Cynthia’s understanding resonates deeply with my own experience, having walked the dervish path now for a decade within the Mevlevi Order (Jalaluddin Rumi’s lineage), while also serving the work of recovery and creative renewal in the Christian Wisdom path. In Sufism, the vision of Insan-i Kamil, or the Completed Human Being, along with a clear metaphysical framework and path, have remained front and center. Christian engagement with Sufism (and other Wisdom lineages) can sometimes serve as a reboot or jumpstart for Christian Wisdom work, offering an experience of the fragrance of an authentic Wisdom milieu.

After some years of study, I’ve come to believe that the Wisdom Gospels (specifically ThomasMary Magdalene, and Philip) are a bridge–the missing puzzle piece–connecting the Christian and Sufi worlds. These texts bear the clearest expression of the metaphysics that will later reemerge as Sufism, and Sufism offers a living framework of teaching and practice that can breathe life and understanding back into these texts, which have for too long existed outside the context of living communities of practice and transmission.

Cynthia then turns to the work of G. I. Gurdjieff (1866-1949), an Armenian Wisdom teacher who traveled and studied throughout Egypt, the Near East, and Central Asia, eventually offering his own synthesis of Wisdom teaching (drawing from Eastern Orthodoxy, Buddhism, Sufism, and other mysterious sources). While certain elements of Gurdjieff’s life and teachings may be problematic for contemporary seekers, his impact has subtly influenced the spiritual landscape of Europe and North America now for several decades. Cynthia explains that Gurdjieff’s inner teachings and those of great Sufis like Rumi and Ibn Arabi are woven throughout the Wisdom synthesis she will unfold in the coming chapters.

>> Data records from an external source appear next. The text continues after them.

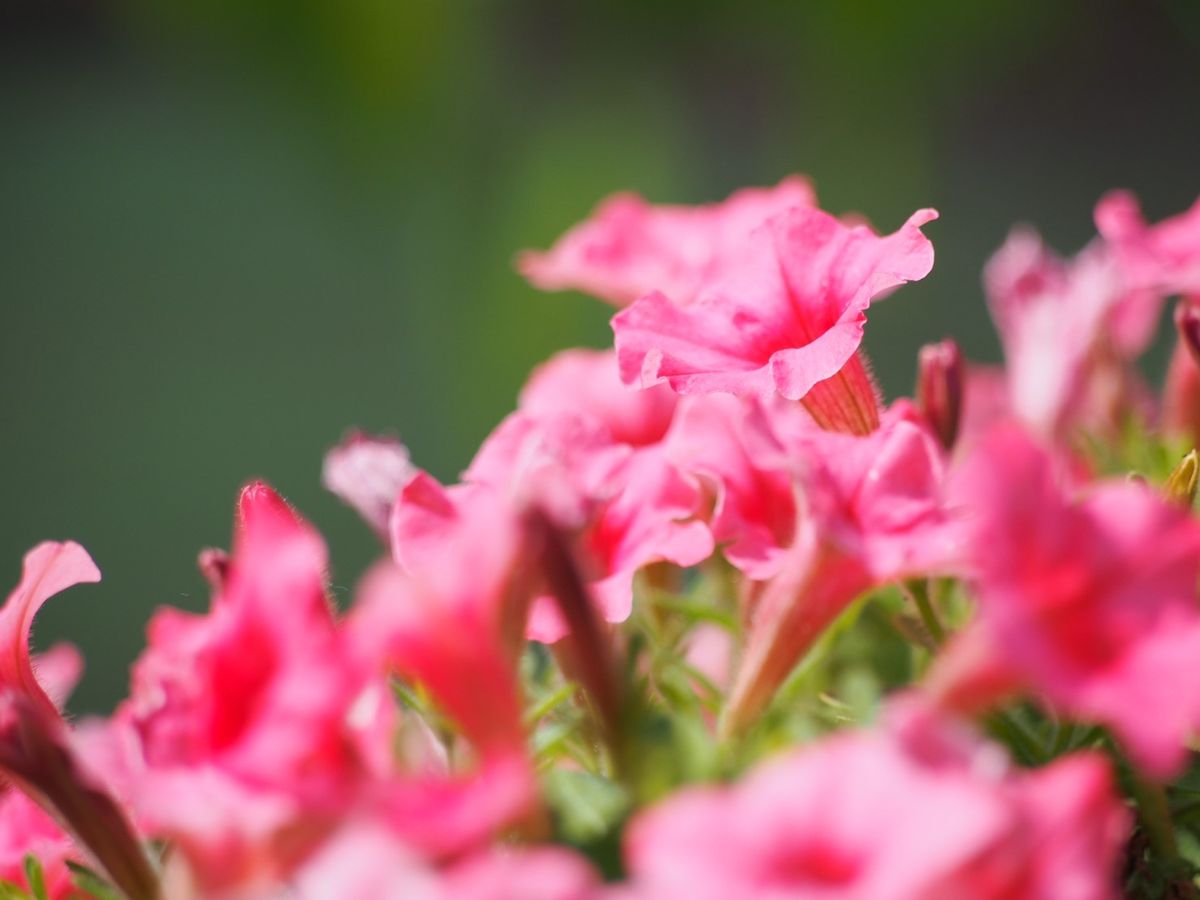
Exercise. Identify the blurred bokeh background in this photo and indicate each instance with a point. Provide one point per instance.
(231, 229)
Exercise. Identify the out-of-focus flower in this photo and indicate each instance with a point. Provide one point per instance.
(869, 510)
(883, 816)
(241, 738)
(25, 829)
(1163, 258)
(364, 862)
(36, 747)
(629, 247)
(1068, 331)
(367, 473)
(786, 318)
(1087, 600)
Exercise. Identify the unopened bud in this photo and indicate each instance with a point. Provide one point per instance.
(1181, 388)
(1181, 484)
(940, 381)
(1187, 323)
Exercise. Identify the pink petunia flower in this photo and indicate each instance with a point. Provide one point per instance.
(589, 450)
(869, 510)
(245, 733)
(629, 247)
(1086, 598)
(903, 814)
(1163, 258)
(787, 318)
(366, 473)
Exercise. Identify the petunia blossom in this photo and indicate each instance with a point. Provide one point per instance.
(244, 736)
(881, 816)
(592, 451)
(629, 247)
(1087, 599)
(1163, 258)
(787, 318)
(869, 510)
(367, 472)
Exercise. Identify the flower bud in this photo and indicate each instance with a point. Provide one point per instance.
(1181, 484)
(940, 379)
(1181, 390)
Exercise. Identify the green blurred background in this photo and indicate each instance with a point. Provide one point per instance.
(231, 229)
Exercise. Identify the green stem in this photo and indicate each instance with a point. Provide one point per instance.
(918, 589)
(1156, 816)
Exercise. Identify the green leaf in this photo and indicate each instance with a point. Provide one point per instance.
(586, 807)
(91, 883)
(36, 877)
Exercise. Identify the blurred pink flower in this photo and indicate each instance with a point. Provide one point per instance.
(48, 569)
(1086, 598)
(367, 472)
(785, 318)
(629, 247)
(45, 682)
(1163, 258)
(882, 816)
(25, 829)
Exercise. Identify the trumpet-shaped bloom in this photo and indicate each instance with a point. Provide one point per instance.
(1163, 258)
(591, 451)
(869, 510)
(629, 247)
(786, 318)
(874, 815)
(1089, 600)
(753, 505)
(240, 739)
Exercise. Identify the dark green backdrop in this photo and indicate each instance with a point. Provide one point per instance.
(229, 231)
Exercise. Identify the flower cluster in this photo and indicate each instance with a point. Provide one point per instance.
(705, 617)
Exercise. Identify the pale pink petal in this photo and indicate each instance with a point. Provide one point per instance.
(48, 569)
(367, 473)
(629, 247)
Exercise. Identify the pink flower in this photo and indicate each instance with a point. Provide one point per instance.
(588, 382)
(882, 817)
(1163, 258)
(588, 450)
(36, 747)
(25, 829)
(1089, 599)
(49, 569)
(367, 473)
(753, 505)
(531, 874)
(869, 510)
(1069, 330)
(629, 247)
(450, 612)
(364, 862)
(241, 739)
(786, 318)
(45, 683)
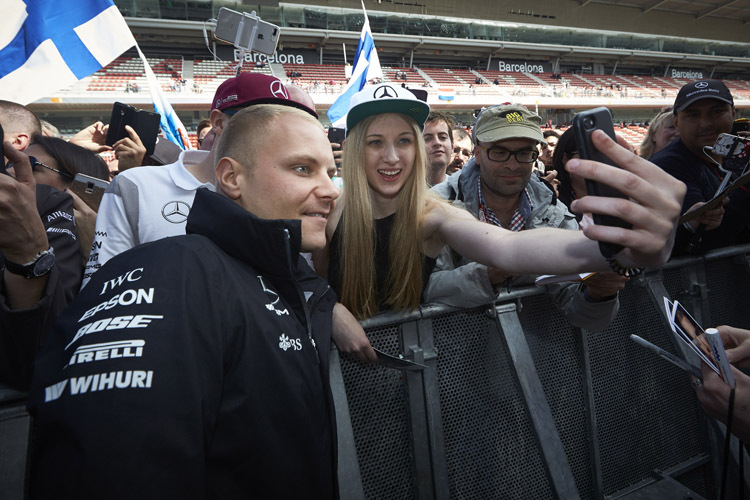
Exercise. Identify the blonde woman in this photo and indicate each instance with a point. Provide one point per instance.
(386, 229)
(660, 134)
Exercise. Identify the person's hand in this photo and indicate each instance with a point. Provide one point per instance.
(713, 394)
(737, 344)
(498, 276)
(551, 177)
(602, 285)
(92, 137)
(85, 222)
(129, 151)
(22, 233)
(711, 219)
(338, 153)
(350, 337)
(653, 208)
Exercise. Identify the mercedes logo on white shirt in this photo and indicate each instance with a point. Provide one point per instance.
(175, 212)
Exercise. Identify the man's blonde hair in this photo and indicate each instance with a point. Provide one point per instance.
(357, 241)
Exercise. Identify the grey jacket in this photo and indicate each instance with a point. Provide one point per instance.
(467, 284)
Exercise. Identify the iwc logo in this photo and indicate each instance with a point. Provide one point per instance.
(285, 343)
(384, 92)
(278, 90)
(175, 212)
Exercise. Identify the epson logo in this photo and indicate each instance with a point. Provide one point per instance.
(107, 350)
(126, 298)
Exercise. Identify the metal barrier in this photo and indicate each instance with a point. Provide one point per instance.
(516, 403)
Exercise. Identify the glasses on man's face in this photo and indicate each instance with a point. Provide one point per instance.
(502, 155)
(36, 163)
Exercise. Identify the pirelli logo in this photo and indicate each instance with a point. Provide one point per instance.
(107, 350)
(514, 117)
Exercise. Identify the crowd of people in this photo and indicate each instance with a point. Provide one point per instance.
(188, 317)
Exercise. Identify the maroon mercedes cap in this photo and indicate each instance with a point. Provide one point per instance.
(254, 88)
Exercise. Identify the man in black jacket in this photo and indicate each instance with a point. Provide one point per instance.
(197, 366)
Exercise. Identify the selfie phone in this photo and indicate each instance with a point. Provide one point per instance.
(668, 356)
(2, 140)
(584, 124)
(89, 189)
(246, 31)
(336, 135)
(145, 123)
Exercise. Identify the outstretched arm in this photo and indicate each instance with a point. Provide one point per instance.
(653, 209)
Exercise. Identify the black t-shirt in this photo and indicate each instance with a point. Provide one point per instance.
(383, 229)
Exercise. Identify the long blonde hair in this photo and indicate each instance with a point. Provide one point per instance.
(357, 234)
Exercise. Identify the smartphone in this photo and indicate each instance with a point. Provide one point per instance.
(2, 140)
(89, 189)
(145, 123)
(584, 124)
(336, 135)
(246, 31)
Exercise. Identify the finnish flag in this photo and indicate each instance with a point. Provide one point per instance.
(46, 45)
(366, 67)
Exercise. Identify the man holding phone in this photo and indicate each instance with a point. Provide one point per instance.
(150, 203)
(497, 187)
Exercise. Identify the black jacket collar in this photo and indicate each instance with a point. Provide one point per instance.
(242, 235)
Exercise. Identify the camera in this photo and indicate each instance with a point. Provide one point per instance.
(246, 31)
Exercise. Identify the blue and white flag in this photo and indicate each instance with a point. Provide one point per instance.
(366, 67)
(171, 125)
(46, 45)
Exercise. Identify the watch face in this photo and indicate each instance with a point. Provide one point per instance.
(44, 264)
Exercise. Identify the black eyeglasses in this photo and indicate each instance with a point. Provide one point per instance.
(502, 155)
(34, 162)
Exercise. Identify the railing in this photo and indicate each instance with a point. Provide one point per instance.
(515, 402)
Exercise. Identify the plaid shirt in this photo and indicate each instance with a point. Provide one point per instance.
(520, 216)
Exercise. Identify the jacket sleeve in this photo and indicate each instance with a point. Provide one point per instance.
(116, 225)
(467, 285)
(132, 377)
(22, 331)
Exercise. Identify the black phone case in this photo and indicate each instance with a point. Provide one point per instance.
(584, 125)
(145, 123)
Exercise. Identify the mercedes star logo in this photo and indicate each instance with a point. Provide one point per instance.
(384, 91)
(278, 90)
(175, 212)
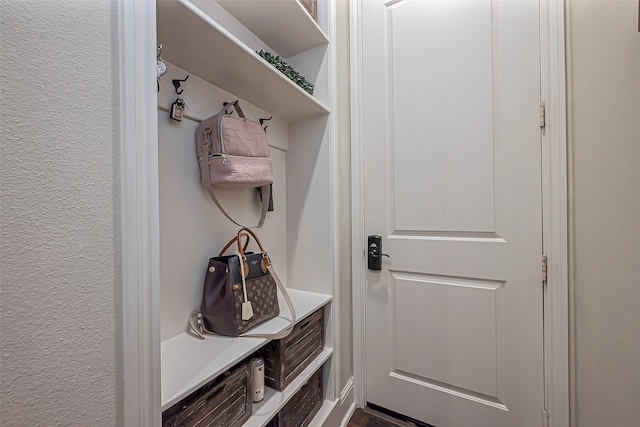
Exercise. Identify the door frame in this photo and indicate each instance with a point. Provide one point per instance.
(555, 204)
(139, 354)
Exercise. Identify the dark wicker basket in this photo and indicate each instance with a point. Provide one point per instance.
(284, 359)
(225, 402)
(312, 8)
(303, 406)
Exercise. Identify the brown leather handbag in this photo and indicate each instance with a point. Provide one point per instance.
(240, 292)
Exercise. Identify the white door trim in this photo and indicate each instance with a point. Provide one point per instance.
(554, 194)
(358, 254)
(555, 213)
(139, 359)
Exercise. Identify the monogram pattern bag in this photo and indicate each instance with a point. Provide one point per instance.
(240, 292)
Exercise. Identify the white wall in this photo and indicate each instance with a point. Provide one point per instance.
(604, 102)
(58, 288)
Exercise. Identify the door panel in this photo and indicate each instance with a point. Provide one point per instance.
(429, 113)
(452, 183)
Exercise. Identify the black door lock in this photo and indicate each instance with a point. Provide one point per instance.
(374, 248)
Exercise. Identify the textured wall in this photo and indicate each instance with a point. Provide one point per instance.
(58, 284)
(605, 129)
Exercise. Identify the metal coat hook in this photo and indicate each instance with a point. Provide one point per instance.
(224, 104)
(176, 84)
(265, 120)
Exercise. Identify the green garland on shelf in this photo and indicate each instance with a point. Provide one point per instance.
(287, 70)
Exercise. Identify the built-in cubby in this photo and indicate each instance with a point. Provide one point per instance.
(214, 43)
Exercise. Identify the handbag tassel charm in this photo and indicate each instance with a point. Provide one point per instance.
(247, 308)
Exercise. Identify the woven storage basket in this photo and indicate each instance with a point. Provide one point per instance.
(284, 359)
(224, 402)
(312, 8)
(303, 406)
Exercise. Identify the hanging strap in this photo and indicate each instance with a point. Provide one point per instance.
(266, 189)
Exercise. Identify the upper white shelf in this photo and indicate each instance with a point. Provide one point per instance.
(188, 363)
(284, 25)
(195, 42)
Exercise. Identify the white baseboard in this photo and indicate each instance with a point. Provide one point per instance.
(339, 412)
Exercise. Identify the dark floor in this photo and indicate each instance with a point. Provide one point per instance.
(368, 417)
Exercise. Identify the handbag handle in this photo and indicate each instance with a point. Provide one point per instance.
(230, 242)
(244, 269)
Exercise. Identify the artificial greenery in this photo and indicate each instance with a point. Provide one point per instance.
(287, 70)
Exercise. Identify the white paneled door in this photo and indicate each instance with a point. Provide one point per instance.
(454, 320)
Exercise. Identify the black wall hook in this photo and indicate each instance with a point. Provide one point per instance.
(225, 103)
(176, 84)
(265, 120)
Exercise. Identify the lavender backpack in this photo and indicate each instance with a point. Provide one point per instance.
(233, 152)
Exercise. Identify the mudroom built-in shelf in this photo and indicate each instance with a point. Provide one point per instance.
(267, 19)
(187, 362)
(206, 49)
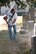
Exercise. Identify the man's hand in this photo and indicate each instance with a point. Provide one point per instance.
(13, 21)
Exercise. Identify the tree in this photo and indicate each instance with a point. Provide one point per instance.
(4, 2)
(20, 3)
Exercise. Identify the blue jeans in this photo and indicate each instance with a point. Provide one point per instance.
(11, 34)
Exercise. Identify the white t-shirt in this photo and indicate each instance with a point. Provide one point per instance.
(14, 17)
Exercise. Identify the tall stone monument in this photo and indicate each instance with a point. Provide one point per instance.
(24, 27)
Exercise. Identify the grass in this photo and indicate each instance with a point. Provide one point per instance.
(7, 46)
(4, 35)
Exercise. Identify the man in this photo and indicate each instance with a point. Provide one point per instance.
(11, 21)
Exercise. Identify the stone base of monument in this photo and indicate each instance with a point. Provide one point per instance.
(33, 42)
(23, 31)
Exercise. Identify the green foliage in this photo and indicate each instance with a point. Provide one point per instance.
(20, 3)
(3, 2)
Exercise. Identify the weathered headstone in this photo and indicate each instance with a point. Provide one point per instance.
(24, 28)
(33, 41)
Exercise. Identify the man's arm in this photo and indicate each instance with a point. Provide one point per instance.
(15, 18)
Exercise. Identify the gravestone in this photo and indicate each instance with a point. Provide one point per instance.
(24, 27)
(33, 41)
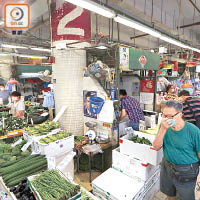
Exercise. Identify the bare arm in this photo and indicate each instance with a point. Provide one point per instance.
(198, 154)
(123, 114)
(158, 142)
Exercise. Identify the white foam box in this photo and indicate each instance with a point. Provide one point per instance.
(142, 152)
(116, 186)
(55, 148)
(132, 167)
(64, 163)
(150, 193)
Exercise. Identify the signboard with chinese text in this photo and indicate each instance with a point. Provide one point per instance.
(124, 58)
(70, 22)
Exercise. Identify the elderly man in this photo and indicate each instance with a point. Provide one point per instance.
(181, 147)
(191, 107)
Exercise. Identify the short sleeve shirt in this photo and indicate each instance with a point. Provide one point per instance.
(181, 147)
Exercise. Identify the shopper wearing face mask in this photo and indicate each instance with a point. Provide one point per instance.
(171, 93)
(4, 95)
(181, 150)
(18, 107)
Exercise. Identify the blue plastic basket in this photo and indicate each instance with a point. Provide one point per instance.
(96, 104)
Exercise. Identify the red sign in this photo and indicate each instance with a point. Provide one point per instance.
(190, 64)
(70, 22)
(142, 60)
(147, 86)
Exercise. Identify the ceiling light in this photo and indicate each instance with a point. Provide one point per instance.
(13, 46)
(136, 25)
(28, 56)
(40, 49)
(94, 7)
(173, 41)
(101, 47)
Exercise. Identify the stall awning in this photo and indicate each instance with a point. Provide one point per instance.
(143, 60)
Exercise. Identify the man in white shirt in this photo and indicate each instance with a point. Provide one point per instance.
(18, 106)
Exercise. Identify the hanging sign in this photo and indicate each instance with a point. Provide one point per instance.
(143, 60)
(190, 64)
(70, 22)
(147, 86)
(124, 58)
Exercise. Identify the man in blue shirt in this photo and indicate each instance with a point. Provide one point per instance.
(181, 148)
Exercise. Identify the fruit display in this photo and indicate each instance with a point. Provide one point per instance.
(22, 191)
(55, 137)
(14, 171)
(9, 153)
(51, 185)
(42, 129)
(137, 139)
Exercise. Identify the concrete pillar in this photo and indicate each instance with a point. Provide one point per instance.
(5, 69)
(69, 24)
(68, 84)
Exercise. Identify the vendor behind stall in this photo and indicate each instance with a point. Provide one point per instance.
(4, 95)
(18, 107)
(130, 107)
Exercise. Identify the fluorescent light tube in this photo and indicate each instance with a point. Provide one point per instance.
(101, 47)
(41, 49)
(29, 56)
(94, 7)
(136, 25)
(13, 46)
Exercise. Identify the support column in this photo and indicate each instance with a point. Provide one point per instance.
(69, 24)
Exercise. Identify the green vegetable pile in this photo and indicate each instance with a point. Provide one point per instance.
(142, 140)
(9, 153)
(52, 138)
(50, 185)
(84, 196)
(13, 123)
(42, 129)
(14, 171)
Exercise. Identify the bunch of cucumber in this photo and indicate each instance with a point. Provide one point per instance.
(14, 171)
(142, 140)
(51, 185)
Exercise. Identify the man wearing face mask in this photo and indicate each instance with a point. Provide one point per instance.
(181, 148)
(18, 107)
(4, 94)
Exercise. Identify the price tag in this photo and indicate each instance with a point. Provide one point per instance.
(25, 147)
(17, 142)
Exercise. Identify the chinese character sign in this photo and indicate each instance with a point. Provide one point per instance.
(124, 58)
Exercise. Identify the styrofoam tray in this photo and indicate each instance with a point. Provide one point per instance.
(117, 185)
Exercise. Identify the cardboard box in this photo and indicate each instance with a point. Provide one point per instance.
(142, 152)
(132, 167)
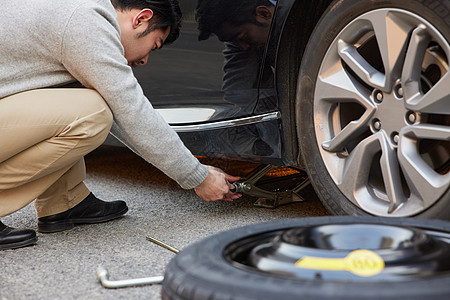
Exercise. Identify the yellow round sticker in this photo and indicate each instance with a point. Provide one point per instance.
(364, 263)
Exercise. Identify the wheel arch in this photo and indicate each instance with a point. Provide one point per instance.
(300, 18)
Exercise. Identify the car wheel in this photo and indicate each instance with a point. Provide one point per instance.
(316, 258)
(373, 108)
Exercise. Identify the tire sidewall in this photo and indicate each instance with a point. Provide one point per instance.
(338, 15)
(201, 271)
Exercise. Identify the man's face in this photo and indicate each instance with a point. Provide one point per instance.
(137, 49)
(133, 24)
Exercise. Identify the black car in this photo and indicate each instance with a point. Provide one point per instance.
(357, 92)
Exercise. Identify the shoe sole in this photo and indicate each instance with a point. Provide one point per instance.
(57, 226)
(20, 244)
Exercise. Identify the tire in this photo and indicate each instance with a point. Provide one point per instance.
(377, 142)
(202, 270)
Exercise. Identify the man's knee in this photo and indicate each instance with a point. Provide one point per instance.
(100, 119)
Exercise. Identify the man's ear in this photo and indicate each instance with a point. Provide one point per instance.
(263, 14)
(142, 17)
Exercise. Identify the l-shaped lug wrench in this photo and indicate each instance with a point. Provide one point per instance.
(103, 275)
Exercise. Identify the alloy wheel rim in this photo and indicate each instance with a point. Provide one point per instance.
(381, 113)
(345, 253)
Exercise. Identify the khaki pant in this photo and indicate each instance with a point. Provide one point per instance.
(44, 135)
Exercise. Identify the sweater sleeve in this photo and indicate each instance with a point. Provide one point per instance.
(91, 51)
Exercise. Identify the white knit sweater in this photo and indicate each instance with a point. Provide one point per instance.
(49, 43)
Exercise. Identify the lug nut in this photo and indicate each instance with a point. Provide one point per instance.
(396, 138)
(379, 96)
(412, 118)
(377, 125)
(398, 91)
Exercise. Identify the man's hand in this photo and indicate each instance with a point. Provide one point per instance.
(217, 186)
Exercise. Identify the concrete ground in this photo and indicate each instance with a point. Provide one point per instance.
(63, 265)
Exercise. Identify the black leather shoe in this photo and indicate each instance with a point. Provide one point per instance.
(89, 211)
(11, 238)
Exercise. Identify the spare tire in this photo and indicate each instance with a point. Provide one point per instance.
(317, 258)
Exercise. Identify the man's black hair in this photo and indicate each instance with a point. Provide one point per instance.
(165, 13)
(211, 14)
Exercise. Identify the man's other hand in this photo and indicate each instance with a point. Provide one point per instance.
(217, 186)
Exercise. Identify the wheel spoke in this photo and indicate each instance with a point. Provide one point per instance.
(357, 166)
(391, 176)
(339, 87)
(392, 35)
(437, 99)
(423, 181)
(360, 66)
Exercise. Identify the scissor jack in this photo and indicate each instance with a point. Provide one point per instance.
(271, 199)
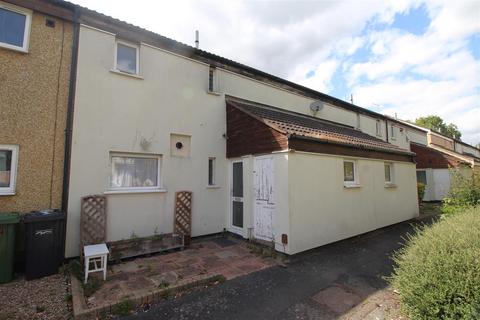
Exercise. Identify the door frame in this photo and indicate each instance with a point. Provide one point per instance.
(231, 227)
(254, 200)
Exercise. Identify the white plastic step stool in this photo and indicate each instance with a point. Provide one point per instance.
(97, 255)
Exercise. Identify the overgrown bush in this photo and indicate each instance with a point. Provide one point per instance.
(437, 273)
(420, 191)
(464, 192)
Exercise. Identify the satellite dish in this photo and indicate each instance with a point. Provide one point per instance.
(316, 106)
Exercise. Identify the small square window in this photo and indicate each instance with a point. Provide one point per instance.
(422, 177)
(135, 172)
(349, 173)
(126, 58)
(211, 171)
(14, 27)
(388, 173)
(8, 169)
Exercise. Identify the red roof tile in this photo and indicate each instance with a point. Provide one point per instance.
(304, 126)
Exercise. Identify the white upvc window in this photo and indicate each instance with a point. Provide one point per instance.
(212, 80)
(135, 172)
(350, 175)
(392, 132)
(14, 27)
(378, 128)
(127, 58)
(389, 174)
(211, 171)
(8, 169)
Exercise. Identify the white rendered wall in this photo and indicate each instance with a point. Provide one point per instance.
(322, 210)
(114, 112)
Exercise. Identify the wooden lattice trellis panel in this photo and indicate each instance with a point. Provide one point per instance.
(93, 221)
(183, 214)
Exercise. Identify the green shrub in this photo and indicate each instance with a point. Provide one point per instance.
(437, 273)
(464, 191)
(420, 191)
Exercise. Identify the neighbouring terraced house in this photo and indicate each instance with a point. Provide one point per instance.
(265, 158)
(36, 45)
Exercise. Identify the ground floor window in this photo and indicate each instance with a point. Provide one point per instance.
(8, 168)
(349, 172)
(135, 171)
(388, 173)
(211, 171)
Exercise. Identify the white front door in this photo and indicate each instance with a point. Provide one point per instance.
(264, 193)
(236, 212)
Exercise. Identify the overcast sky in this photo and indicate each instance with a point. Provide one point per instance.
(412, 58)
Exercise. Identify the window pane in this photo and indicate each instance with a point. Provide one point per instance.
(348, 171)
(237, 214)
(210, 79)
(12, 27)
(238, 179)
(126, 58)
(132, 172)
(210, 172)
(387, 173)
(5, 167)
(422, 177)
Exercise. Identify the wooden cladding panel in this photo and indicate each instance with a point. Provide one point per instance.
(248, 135)
(430, 158)
(327, 148)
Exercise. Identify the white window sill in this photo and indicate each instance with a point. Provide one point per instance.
(215, 93)
(351, 185)
(12, 47)
(7, 194)
(135, 76)
(126, 191)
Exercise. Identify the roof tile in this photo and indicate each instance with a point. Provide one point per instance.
(304, 126)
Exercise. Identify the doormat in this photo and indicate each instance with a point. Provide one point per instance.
(224, 242)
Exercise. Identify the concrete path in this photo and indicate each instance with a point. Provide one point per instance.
(325, 283)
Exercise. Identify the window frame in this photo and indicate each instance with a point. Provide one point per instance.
(392, 132)
(26, 32)
(354, 183)
(378, 128)
(10, 191)
(416, 176)
(213, 72)
(213, 172)
(137, 56)
(391, 182)
(158, 188)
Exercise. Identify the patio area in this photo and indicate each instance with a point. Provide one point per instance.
(143, 278)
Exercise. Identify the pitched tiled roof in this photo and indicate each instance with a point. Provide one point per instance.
(303, 126)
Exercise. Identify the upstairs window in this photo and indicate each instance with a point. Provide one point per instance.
(422, 177)
(8, 169)
(392, 132)
(349, 173)
(388, 173)
(212, 79)
(378, 128)
(14, 27)
(126, 58)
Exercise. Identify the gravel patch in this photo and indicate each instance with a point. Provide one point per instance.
(45, 298)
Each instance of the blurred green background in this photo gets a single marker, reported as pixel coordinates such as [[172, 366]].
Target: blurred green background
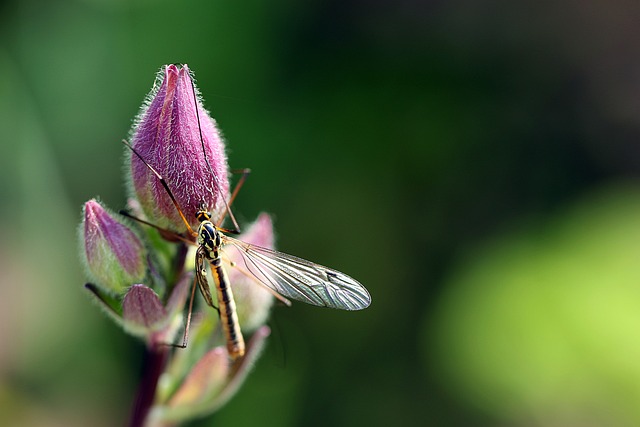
[[474, 164]]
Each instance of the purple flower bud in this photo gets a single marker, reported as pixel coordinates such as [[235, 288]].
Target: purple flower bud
[[211, 382], [114, 255], [166, 134], [253, 301], [142, 311], [204, 381]]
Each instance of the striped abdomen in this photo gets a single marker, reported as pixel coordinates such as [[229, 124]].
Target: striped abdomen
[[228, 315]]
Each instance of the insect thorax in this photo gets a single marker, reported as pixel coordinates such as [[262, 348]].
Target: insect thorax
[[209, 238]]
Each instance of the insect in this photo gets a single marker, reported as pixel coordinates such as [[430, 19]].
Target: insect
[[286, 276]]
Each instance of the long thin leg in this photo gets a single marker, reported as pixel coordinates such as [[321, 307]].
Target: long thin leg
[[185, 337], [164, 184], [245, 173]]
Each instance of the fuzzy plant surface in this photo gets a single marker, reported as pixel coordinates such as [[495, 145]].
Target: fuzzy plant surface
[[142, 272]]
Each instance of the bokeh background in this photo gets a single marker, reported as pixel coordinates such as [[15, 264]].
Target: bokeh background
[[474, 163]]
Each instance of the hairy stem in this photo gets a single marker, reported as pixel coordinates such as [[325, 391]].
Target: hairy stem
[[155, 361]]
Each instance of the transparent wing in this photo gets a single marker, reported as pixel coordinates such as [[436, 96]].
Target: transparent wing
[[301, 280]]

Finally, she concludes with a reminder that we do not ultimately find Wisdom by tracing a lineage “backwards” through time, but rather more deeply into the Now, into our ever-present Source. She points out that “original” doesn’t mean “first in time” but rather “closest to the Origin.” Wisdom may appear to have gaps and dormancies in its transmission throughout history–it breaks down, goes underground, and sometimes seems to totally disappear. But no matter; Wisdom is not dependent upon linear causality and transmission. It arises as needed, and as we are ready to receive it.